Das Bundesfamilienministerium muss die Leistung verteidigen – obwohl Ministerin Manuela Schwesig (SPD) vor ihrer Amtsübernahme an der Spitze der Kritiker stand. Das noch in diesem Jahr erwartete Urteil dürfte über die Zukunft des politischen Zankapfels entscheiden.

Das Betreuungsgeld wurde auf Betreiben der CSU erst nach einem langen und erbittert geführten politischen Streit im August 2013 eingeführt. Eltern erhalten 150 Euro pro Monat, wenn sie für ihr Kind bis zum dritten Lebensjahr keine öffentlich geförderte Betreuung in Anspruch nehmen.

Die Befürworter sehen im Betreuungsgeld die Anerkennung und Unterstützung der erzieherischen Leistung von Eltern. Für die Erziehung von Kindern im privaten Raum habe es bisher kein Geld gegeben, sodass das Betreuungsgeld insoweit eine Förderlücke schließe, heißt es etwa in der Begründung für das Gesetz. Den Befürwortern geht es aber vor allem um Wahlfreiheit. Für sie gehören Kita-Rechtsanspruch und Betreuungsgeld zusammen. „Der Gesetzgeber hat beides zeitgleich eingeführt und damit deutlich gemacht, dass es die Eltern sind, die entscheiden, wie ihr Kind betreut wird, und nicht der Staat“, sagt etwa Bayerns Sozialministerin Emilia Müller (CSU).

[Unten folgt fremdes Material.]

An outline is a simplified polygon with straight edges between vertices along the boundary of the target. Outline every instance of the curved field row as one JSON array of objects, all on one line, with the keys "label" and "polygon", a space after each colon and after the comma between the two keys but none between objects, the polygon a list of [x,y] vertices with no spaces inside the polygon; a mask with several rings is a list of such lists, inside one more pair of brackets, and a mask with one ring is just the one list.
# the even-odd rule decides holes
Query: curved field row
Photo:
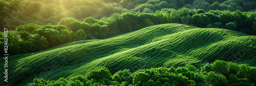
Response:
[{"label": "curved field row", "polygon": [[10,56],[12,80],[7,83],[27,85],[35,78],[55,80],[85,75],[98,66],[105,67],[111,73],[186,64],[200,67],[217,59],[255,66],[255,36],[227,29],[156,25],[109,38]]}]

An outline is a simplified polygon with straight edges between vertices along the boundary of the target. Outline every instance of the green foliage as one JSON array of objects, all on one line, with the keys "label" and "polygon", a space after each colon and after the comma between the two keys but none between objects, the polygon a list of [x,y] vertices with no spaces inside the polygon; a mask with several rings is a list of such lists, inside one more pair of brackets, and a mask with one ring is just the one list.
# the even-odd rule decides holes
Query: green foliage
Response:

Die Gegner kanzeln das Betreuungsgeld als „Herdprämie“ ab. Die Leistung schaffe falsche Anreize, halte Frauen länger vom Arbeitsmarkt fern und benachteilige sie daher. Eine weitere Sorge: Vor allem bildungsferne Familien oder solche mit Migrationshintergrund beziehen das Geld. Doch genau deren Kinder sollten möglichst früh Kitas besuchen, etwa zur Sprachförderung.

„Wir wollen, dass Kinder in die Kita kommen“, sagt Hamburgs Sozialminister Detlef Scheele (SPD). „Denn eine Kita ist mehr als nur eine Betreuung. Dort findet auch Bildung statt.“

Der Kläger Hamburg hält die Familienleistung aus mehreren Gründen für verfassungswidrig und hat deshalb Klage beim Bundesverfassungsgericht eingereicht. Der Bund habe gar nicht die verfassungsrechtliche Befugnis, das Betreuungsgeld zu schaffen, begründet Sozialminister Scheele. Er sieht in der Prämie einen Verstoß gegen den Gleichbehandlungsgrundsatz sowie gegen das Familien- und Elterngrundrecht.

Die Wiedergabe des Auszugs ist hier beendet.